I want to get better at outbound sales beyond just cold emailing or messaging people through LinkedIn.
We’re about to start publishing case studies and doing some outreach, so I want to take some time to study outbound sales and improve my skills.
Any recommended courses, books, or frameworks for B2B outbound sales, consultative selling, or building effective outreach pipelines?
Thanks!
I’d focus on zeroing in on a niche (even if it’s an artificial niche). Develop case studies for how you’ve helped people in your specific niche. Then find people in that niche and offer them those same niche services.
Do not try to be everything to everyone. No one wants to work with a software agency that “does anything”. (Well it’s possible but then you’re competing with thousands of other consultancies).
If you develop into a niche well, you’ll have less competition, you’ll be able to target the right people more easily, and youll be able to write messaging that speaks to people in that niche.
Everything gets easier when you narrow in on a small slice of a market. The problem set becomes smaller and easier to solve.
Once you see some traction, start to expand your niche.
Example 1: The other day I was trying to fix a sprinkler. My results were mid, then I saw a truck at my neighbors house with a phone number.
1. I was not in the market for sprinkler repair until that day. 2. I was too busy to make a market comparison, seeing that my neighbor did it was enough.
Example 2: I was thinking about refining my mortgage this year. My current servicer called me one day with an offer. It was a competitive but not t optimal deal, but the lady on the phone signaled to me she understood my values and would get it done.
That’s what you are looking for with outbound, people who are in need, willing to part with cash, but probably not shopping for the thing.
This is why cold calling works and why volume is so important. You aren’t trying to persuade people who aren’t interested, but trying to find those who are.
The biggest fear of people with money is not spending money, but that what they pay for won’t work out.
But you're actually doing something even more common: running a consulting business, and there's plenty of content on that for just that reason, so I would go find content on how to scale a consulting business, e.g. this seems like the start of a thread to pull on https://training.kalzumeus.com/newsletters/archive/consultin...
www.salesviewer.com
They are analyzing your website data and telling you very much about the visitor. (I guess they are also doing some fancy AI stuff in the background, like connecing/syncing with linkedIn for known static-IPs etc.)
Give it a try!
- Make two (nested) lists - the people you know in real life- and the people they might know. Now, can any of these people be your potential buyers? if they are in first list, good, just talk to them, if they are in second list, ask for an introduction from your connection in first list.
- Advertise where your potential buyers might notice.
Because to solve someone's problems, they have to tell you their problems.
Or to put it another way, the thing you do is to solve the actual problems other people have. That's what you need to sell. You aren't selling the fact that you know how to use a hammer. You are selling the idea that you can build the right hammer for the job.
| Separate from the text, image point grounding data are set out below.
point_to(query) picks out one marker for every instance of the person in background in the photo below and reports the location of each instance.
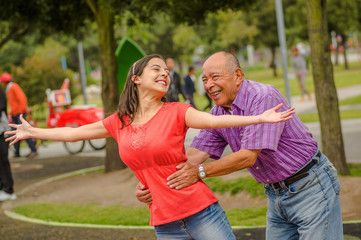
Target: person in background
(6, 179)
(202, 92)
(301, 184)
(189, 86)
(175, 87)
(18, 105)
(299, 65)
(150, 134)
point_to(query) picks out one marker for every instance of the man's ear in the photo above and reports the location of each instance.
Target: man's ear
(239, 76)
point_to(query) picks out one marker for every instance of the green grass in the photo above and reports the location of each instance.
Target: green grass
(255, 216)
(345, 114)
(89, 214)
(355, 169)
(131, 216)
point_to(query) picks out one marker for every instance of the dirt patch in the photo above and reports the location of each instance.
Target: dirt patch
(118, 188)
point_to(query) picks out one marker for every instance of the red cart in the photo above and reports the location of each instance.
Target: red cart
(62, 114)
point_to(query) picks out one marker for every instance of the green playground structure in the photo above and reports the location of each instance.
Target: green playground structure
(127, 53)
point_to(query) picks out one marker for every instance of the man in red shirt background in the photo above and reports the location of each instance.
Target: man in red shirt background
(18, 105)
So sales is not "out reach." It is "what do you need?" and you will probably do better by optimizing for getting to that conversation, not through optimizing for low effort on your part.
Linked-in is best used for networking not push notification. Networking is about trust. Maybe you can't help with someone's problem but you know someone who can.
Finally, you can't sell desperately. Good luck.
2 - Understand what is the problem you're solving and how companies can benefit from it
3 - Understand how companies actually do procurement
4 - Outbound sales are the ones that sucks the most. A rejection is just a rejection, don't take it personally (one part of having actual sales people is being a more impersonal process - they care about the sales but a rejection is taken less personally)
1) "inbound marketing"
2) The lean startup / MVP
Also running a small consultancy firm like OP and coming from a technical background, building an effective sales motion is the hardest challenge.